Joel P. Sisolak, Outreach and Advocacy Director for the Cascadia Green Building Council, points out that the environmental benefits of green buildings also contribute to long-term public health. “We should remember that…energy efficiency, water efficiency, sprawl reduction, resource use reduction, etc..are good for the planet and therefore tend to be good for the health of the building’s inhabitants and everyone else,” Sisolak told us. “We need to begin thinking of healthy buildings beyond what kind of paint is used and its impacts on the building’s occupants.”
Finding A Green Home
The Regional Multiple Listing Service for realtors in various regions of the country now include fields for green certification and energy efficient features in residential listings. According to Angela Schmiede, Ph.D., Director of Education for the Earth Advantage Institute, these fields allow brokers to search for green homes for their clients–as well as an opportunity for home buyers to find green homes for themselves. “In an era where home buyers are relying increasingly on the Internet to search for and select homes,” Schmiede told us, “green home designation fields on MLS listings increase awareness about green homes among real estate professionals and consumers and makes information about the green features of a home more accessible.”

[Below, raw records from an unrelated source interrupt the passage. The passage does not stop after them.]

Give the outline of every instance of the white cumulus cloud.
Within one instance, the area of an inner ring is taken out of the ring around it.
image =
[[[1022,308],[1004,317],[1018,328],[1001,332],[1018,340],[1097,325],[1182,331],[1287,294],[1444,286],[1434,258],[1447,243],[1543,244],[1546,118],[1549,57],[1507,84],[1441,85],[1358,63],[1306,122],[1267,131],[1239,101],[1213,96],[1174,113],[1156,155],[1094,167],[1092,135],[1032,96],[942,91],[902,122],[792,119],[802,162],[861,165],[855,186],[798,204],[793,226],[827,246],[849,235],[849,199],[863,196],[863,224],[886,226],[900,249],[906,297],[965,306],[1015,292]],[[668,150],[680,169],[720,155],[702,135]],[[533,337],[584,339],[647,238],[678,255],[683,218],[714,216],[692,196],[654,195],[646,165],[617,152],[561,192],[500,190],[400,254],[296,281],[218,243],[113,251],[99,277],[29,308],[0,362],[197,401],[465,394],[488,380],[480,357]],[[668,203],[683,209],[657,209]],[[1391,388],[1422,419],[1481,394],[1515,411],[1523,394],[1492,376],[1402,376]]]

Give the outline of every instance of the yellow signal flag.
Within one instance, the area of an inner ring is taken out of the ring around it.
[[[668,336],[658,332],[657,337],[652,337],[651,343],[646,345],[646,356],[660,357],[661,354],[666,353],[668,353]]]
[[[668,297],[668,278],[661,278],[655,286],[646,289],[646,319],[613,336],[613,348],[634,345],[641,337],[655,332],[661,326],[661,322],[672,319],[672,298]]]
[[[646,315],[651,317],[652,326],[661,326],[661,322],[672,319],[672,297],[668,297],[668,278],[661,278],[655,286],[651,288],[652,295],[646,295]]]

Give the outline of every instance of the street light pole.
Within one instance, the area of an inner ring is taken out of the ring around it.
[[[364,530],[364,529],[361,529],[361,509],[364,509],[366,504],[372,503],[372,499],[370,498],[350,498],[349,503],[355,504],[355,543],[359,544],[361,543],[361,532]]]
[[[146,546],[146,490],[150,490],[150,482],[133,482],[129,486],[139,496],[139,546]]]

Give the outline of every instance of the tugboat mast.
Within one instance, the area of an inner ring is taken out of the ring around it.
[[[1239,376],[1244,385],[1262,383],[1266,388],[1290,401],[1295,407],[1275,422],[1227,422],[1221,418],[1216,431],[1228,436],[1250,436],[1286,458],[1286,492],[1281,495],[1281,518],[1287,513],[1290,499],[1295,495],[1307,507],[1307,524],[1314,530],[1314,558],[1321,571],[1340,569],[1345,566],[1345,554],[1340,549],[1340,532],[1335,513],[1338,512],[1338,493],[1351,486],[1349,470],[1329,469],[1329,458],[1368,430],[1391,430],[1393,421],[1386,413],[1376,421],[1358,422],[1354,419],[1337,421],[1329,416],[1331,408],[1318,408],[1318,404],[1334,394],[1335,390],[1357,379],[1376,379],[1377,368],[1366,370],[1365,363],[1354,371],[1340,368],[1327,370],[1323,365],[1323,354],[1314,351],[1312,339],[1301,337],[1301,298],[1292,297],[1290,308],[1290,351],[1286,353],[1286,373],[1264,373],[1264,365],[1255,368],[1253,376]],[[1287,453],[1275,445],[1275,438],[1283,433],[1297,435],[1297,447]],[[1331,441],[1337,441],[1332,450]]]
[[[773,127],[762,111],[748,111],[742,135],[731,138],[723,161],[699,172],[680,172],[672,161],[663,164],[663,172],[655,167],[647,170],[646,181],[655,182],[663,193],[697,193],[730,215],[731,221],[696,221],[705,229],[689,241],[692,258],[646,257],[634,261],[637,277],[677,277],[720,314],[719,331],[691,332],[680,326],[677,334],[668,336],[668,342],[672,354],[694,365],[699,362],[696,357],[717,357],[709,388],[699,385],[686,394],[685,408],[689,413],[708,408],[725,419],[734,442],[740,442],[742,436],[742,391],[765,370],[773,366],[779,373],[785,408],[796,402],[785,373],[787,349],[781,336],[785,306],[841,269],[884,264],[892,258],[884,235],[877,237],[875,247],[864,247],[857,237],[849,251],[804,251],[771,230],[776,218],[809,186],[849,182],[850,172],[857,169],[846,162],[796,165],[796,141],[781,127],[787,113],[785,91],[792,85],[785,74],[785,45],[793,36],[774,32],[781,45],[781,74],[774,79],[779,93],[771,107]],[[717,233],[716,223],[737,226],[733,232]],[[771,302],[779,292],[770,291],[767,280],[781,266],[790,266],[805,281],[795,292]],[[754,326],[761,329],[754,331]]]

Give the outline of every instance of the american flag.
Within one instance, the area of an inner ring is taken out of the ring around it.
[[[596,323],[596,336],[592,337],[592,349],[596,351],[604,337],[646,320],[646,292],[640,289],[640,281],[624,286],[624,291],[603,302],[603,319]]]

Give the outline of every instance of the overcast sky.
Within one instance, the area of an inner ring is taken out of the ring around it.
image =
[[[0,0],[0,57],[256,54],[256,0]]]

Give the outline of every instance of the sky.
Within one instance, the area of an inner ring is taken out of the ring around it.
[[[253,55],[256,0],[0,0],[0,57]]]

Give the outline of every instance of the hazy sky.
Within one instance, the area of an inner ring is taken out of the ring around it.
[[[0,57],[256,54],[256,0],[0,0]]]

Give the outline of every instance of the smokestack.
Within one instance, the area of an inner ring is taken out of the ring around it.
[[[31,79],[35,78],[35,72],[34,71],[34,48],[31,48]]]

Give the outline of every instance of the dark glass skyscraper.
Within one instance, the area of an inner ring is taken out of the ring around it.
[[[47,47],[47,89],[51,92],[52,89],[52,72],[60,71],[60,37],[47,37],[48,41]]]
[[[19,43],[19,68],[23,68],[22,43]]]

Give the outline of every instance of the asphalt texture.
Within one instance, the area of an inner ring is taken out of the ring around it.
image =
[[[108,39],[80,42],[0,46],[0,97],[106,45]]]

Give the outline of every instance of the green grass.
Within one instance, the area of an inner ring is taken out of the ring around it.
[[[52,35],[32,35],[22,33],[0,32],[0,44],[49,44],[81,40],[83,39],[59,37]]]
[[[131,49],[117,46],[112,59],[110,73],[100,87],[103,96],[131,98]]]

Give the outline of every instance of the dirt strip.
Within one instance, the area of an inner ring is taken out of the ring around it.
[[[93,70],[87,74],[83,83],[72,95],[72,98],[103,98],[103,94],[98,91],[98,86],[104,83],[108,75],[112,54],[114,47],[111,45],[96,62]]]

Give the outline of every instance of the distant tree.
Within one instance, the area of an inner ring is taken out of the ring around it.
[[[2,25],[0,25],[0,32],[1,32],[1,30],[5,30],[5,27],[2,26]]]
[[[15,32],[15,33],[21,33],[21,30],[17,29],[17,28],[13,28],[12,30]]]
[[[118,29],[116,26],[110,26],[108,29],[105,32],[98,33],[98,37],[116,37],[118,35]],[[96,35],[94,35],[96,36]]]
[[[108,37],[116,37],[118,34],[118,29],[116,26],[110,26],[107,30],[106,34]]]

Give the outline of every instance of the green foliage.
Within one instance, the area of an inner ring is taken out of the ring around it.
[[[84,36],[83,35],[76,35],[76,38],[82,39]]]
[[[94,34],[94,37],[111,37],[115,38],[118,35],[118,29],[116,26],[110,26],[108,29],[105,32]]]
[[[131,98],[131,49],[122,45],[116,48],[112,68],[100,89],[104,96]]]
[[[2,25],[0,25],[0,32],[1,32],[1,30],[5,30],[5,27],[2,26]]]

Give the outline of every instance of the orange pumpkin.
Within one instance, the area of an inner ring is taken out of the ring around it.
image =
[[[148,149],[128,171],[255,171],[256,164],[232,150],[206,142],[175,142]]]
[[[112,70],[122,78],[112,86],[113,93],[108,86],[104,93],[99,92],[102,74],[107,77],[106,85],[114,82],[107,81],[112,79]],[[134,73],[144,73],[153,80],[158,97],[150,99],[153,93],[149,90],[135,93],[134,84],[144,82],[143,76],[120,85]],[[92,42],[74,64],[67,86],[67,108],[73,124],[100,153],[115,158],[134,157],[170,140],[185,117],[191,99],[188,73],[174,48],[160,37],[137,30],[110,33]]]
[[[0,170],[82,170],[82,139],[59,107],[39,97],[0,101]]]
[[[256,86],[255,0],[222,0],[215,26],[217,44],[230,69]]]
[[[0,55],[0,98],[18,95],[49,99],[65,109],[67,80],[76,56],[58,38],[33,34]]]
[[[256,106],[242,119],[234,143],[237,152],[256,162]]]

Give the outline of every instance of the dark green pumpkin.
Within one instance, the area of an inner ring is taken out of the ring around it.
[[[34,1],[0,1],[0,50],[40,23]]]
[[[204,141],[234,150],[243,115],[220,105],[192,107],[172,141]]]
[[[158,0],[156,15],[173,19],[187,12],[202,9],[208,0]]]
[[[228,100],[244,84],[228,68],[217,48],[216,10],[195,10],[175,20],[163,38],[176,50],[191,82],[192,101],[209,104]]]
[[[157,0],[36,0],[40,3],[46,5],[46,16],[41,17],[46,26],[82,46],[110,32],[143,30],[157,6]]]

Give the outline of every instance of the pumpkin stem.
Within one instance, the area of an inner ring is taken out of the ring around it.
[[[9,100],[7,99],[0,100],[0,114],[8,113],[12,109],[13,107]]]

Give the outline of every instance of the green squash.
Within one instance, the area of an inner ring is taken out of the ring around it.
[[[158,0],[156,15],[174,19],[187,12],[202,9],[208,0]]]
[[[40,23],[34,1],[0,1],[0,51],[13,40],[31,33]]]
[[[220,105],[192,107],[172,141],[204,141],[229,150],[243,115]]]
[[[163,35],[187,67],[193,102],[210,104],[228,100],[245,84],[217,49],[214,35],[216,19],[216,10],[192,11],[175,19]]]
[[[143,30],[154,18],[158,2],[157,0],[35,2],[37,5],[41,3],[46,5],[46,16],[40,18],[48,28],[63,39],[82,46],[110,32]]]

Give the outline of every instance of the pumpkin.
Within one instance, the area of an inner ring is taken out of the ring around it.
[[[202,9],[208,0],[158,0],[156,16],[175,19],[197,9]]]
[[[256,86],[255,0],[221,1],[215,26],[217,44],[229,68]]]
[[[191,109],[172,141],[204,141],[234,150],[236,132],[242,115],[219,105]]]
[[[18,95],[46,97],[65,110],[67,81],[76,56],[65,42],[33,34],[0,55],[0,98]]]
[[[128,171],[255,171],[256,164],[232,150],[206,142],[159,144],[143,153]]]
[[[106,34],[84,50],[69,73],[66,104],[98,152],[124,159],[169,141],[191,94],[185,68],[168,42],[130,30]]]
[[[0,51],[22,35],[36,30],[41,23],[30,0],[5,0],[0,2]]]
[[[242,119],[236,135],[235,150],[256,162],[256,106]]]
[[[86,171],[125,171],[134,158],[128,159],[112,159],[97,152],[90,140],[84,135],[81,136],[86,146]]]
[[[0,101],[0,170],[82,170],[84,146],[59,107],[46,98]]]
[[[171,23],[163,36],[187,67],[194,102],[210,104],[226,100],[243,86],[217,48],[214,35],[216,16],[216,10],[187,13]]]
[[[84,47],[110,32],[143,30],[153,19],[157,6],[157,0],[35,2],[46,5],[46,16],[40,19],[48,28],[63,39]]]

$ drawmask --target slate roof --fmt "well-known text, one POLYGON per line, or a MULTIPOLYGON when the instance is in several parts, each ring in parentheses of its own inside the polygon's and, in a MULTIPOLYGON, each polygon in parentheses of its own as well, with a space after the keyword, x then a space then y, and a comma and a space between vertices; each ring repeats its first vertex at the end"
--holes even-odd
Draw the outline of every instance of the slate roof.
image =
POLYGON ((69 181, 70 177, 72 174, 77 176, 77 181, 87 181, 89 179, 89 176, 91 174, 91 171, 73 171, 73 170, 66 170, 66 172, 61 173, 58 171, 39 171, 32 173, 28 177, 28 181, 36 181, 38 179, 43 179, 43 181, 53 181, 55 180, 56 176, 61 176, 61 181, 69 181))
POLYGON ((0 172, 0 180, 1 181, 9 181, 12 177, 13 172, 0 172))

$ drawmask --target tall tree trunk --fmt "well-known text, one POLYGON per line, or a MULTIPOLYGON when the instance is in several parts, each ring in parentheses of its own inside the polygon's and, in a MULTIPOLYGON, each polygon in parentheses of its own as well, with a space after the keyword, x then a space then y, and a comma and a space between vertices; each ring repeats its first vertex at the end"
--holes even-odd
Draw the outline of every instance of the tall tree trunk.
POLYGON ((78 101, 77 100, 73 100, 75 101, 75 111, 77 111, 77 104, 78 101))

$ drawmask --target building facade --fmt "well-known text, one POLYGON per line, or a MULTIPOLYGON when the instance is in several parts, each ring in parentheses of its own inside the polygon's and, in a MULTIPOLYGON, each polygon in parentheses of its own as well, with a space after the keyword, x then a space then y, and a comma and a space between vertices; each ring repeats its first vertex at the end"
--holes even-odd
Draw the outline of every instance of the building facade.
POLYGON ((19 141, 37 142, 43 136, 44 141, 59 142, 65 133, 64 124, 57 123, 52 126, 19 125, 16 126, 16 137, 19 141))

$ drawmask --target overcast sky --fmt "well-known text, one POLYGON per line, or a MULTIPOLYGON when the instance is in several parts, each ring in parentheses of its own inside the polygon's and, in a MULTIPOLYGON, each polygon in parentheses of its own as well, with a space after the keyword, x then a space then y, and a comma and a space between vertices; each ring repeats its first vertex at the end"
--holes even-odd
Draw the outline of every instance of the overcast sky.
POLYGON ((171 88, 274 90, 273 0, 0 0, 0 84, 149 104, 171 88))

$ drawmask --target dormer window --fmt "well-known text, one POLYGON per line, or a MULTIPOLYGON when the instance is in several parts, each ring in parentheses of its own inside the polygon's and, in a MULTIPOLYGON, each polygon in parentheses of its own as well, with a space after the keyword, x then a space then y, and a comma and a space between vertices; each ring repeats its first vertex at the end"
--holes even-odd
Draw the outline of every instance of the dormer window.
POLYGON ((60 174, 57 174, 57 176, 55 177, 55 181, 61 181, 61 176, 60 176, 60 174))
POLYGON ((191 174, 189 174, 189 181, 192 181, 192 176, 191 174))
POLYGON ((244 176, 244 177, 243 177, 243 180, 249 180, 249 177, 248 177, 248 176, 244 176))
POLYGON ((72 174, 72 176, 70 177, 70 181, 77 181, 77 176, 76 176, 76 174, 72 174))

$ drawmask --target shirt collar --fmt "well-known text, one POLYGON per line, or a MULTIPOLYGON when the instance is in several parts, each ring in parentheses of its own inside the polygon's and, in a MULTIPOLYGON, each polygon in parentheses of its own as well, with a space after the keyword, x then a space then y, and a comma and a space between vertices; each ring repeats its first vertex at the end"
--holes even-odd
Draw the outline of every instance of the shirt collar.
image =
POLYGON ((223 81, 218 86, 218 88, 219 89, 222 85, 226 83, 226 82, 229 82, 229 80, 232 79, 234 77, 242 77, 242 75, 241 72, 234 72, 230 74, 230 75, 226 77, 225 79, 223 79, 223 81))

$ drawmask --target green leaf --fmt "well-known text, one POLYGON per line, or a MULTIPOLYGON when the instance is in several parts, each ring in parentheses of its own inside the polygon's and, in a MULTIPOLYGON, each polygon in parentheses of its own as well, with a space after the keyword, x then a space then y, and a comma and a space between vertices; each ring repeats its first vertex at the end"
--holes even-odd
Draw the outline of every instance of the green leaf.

Based on RMLS figures from the greater Portland, Oregon area analyzed by Earth Advantage Institute (from May 1, 2009 to April 30, 2010), existing homes with a certification sold for an average of 23% more than conventional homes. There does indeed seem to be a push towards building or retrofitting homes with a green focus, so make sure to be specific with your real estate agent from the beginning of a home search if this is the type of dwelling you desire to live in.